It is worse than anyone had expected. The tariffs slapped on practically every country and territory by the United States have caused consternation globally and the effects are going to be felt hard by people everywhere and for years to come.
Surely not in Meghalaya? But, yes, here as well. The world economy is so inter-connected these days that even our poor, largely rural state will be affected.
It is highly doubtful that Meghalaya exports much to the USA, so the tariffs are unlikely to directly affect the state. However, there will be indirect effects. Take, for example, the stock market. India’s NIFTY 50 and SENSEX indices lost 1.49 percent and 1.22 percent in value on Friday. Further losses are possible when the markets reopen on Monday, taking their cue from US, European and other Asian exchanges, where billions of dollars in value have evaporated in the last couple of days.
While the number of Meghalayans who invest in the stock market is probably small, the middle and even working classes are constantly being encouraged and cajoled into investing through mutual funds and the like.

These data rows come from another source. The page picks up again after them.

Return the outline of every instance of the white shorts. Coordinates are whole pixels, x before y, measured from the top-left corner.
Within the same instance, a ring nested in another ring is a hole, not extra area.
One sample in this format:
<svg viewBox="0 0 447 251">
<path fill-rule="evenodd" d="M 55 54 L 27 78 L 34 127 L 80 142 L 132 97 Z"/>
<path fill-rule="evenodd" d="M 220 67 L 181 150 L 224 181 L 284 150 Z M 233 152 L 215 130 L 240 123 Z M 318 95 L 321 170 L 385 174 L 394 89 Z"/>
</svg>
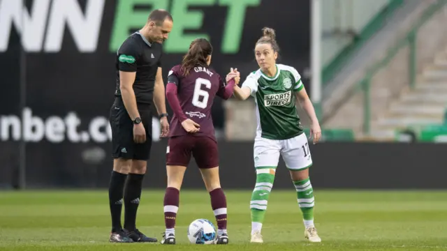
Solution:
<svg viewBox="0 0 447 251">
<path fill-rule="evenodd" d="M 312 165 L 309 142 L 304 132 L 288 139 L 255 138 L 255 167 L 277 167 L 279 155 L 282 156 L 287 168 L 291 170 L 305 169 Z"/>
</svg>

Furthermore, there is now an increased risk that the global economy will enter into a recession by the end of the year. This could affect Meghalaya in a couple of different ways – a weaker economy could lead to fewer visitors to this tourism-dependent state and the central government and international funding bodies could scale back spending on projects that Meghalaya is depending on to lift itself out of poverty.
Is it all doom and gloom? Not necessarily. There seem to be two approaches that global leaders are taking to the Americans at the moment – kowtow, flatter and beg them to lift tariffs or defiantly retaliate with levies on US goods. So far, India has adopted the former approach. If such a strategy works, the country might be able to overturn some of these tariffs.
Some analysts have also suggested that India could gain if it leverages its lower tariffs against the likes of Bangladesh, for example, which has been slapped with higher taxes on its products. However, moving manufacturing from one country to another will not happen overnight and may not make sense to the number crunchers.
India could also benefit if it and the rest of the world uses this challenge as an opportunity to become more integrated and more open to trade. The question there is whether India can find markets elsewhere to make up for the loss in American demand.
The country also has to be cautious that it does not become a dumping ground – facing US tariffs, companies from China (for example) could send their already manufactured goods to India and undercut domestic suppliers. The opportunities to make something good out of this major bump in the road of free trade exist but it is the challenges that abound and that is what has everyone worried.